RENO -- Hundreds of wild horses and burros slated for roundup at a national wildlife refuge along the Nevada-Oregon line will continue to roam free, at least for now, to the relief of wild horse advocates and dismay of some other environmentalists and wildlife officials.

After the U.S. Fish and Wildlife Service canceled a planned gather last month under pressure from horse advocates and a House committee chairman, horse groups applauded.

But wildlife officials fear the herds will gobble up scarce resources and destroy habitat for the animals the Sheldon National Wildlife Refuge was created to protect. The victory for horses endangers pronghorn antelope, bighorn sheep, pygmy rabbits, sage grouse, mule deer and untold species found in isolated springs, they say.

Other environmental groups, although not necessarily opposed to wild horses, argue too many will significantly degrade the delicate western Great Basin ecosystem and pillage the refuge's financial resources.

"We simply can't put the needs of horses above all other wildlife, especially when law requires these refuges be managed for specific species," said Evan Hirsche, president of the National Wildlife Refuge Association, an independent nonprofit organization that advocates for refuges.

As the dust over the proposed roundup settles, federal managers have agreed to reconsider whether horses and burros, viewed by many as romantic symbols of the American West, should have a bigger claim to the expansive high desert refuge than the stake they were given a quarter-century ago when cattle also shared the land.

"We're not saying there should never be a roundup of horses or they should let them go unchecked," Matt Rossell, outreach coordinator for the animal rights group In Defense of Animals.

"We just want to make sure the horses are gathered humanely and we really have good information on how many horses the land can sustain and that the horses are ending up in good homes."

Paul Steblein, project manager at the Sheldon National Wildlife Refuge and the nearby Hart Mountain refuge, said besides the horses damaging habitat and posing a threat to motorists on a rural highway nearby, managing the animals eats up a big chunk of the refuge's funding.

"Every dollar we spend on a horse is a dollar we don't have for other priorities," Steblein said. "In general, we've spent in the last year more than half of our budget on horses and burros."

"The No. 1 human experience that we are charged to implement is conservation to protect native plants and animals in the ecosystem," Steblein said. "There are species that occur no place else."

Horse advocates and other animal rights groups rallied in protest this spring after the Fish and Wildlife Service determined that reducing the herd was a continuation of an existing policy and would not "significantly affect the quality of the human environment" or experiences at the refuge. The finding made a thorough environmental study unnecessary under federal law.

But the service's finding brought a stern rebuke from Rep. Nick Rahall II, D-W.V., chairman of the House Committee on Natural Resources.

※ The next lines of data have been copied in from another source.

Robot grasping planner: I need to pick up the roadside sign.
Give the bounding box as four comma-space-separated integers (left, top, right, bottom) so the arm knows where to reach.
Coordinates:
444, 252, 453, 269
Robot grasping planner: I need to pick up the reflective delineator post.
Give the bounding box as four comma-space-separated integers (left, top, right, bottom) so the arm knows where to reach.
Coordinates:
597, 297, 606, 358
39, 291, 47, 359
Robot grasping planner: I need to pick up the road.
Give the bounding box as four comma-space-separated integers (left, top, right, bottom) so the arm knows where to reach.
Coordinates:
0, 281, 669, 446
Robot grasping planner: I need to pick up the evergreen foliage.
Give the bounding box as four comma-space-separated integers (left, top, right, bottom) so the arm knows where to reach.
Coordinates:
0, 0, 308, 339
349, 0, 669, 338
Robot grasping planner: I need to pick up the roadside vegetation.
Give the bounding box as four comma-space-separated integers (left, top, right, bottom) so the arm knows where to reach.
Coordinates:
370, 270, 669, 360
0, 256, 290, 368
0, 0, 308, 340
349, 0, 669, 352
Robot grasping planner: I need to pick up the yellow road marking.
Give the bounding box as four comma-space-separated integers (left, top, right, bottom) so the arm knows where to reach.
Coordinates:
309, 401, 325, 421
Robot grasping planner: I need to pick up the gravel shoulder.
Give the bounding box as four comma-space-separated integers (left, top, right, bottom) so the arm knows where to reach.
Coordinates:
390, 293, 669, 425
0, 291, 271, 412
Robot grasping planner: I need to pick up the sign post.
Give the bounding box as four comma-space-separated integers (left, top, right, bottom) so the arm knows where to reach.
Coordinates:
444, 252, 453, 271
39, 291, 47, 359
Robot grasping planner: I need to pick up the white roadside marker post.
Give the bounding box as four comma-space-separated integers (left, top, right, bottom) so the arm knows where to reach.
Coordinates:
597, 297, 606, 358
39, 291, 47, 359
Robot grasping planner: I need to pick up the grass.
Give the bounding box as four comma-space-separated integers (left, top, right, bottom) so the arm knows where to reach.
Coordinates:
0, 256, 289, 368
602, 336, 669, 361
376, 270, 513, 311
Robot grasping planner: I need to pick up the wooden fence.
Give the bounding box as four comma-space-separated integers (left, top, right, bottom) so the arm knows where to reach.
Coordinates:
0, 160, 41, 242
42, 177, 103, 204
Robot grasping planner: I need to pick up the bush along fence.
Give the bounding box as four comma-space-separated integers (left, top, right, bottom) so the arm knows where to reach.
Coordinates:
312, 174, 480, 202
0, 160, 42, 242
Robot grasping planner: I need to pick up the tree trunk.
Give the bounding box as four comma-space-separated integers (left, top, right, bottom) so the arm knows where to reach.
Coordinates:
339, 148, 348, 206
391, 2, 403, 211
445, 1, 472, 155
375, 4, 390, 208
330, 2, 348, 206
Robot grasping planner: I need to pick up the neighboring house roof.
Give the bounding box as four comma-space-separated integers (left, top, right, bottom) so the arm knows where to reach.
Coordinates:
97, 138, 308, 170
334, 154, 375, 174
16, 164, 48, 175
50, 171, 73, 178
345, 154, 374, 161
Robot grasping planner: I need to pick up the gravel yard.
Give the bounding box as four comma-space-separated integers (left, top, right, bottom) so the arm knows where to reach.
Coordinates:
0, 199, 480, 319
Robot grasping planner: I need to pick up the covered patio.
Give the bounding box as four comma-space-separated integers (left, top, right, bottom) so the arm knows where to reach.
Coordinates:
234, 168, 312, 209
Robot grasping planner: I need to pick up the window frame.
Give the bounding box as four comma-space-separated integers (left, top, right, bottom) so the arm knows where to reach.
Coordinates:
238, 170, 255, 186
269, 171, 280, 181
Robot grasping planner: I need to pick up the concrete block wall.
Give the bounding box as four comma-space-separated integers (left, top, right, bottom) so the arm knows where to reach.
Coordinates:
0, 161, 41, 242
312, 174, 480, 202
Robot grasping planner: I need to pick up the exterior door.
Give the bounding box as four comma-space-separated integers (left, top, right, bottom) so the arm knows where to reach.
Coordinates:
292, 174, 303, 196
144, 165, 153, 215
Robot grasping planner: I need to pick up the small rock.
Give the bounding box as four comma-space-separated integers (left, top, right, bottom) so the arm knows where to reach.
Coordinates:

In a letter to Fish and Wildlife Director Dale Hall, Rahall, D-W.V., said "it is hard to fathom how the service can justify as 'not significant'" its plan to drastically reduce "a viable herd of wild horses."

Horse advocates complained the Fish and Wildlife Service relied on studies done in 1980 and the late 1970s, when livestock grazing was allowed on the refuge, that set target population levels at 75-125 horses and 30-60 burros.

But grazing on the refuge was banned in the 1990s, and they argued that with cattle gone, new studies to determine how many horses and burros the refuge can support should be done before large numbers of the animals are removed.

Refuge officials estimate as many as 1,600 horses and 100 burros roam the Sheldon Refuge that was established in the 1930s and covers more than 500,000 acres in northern Nevada and southeastern Oregon.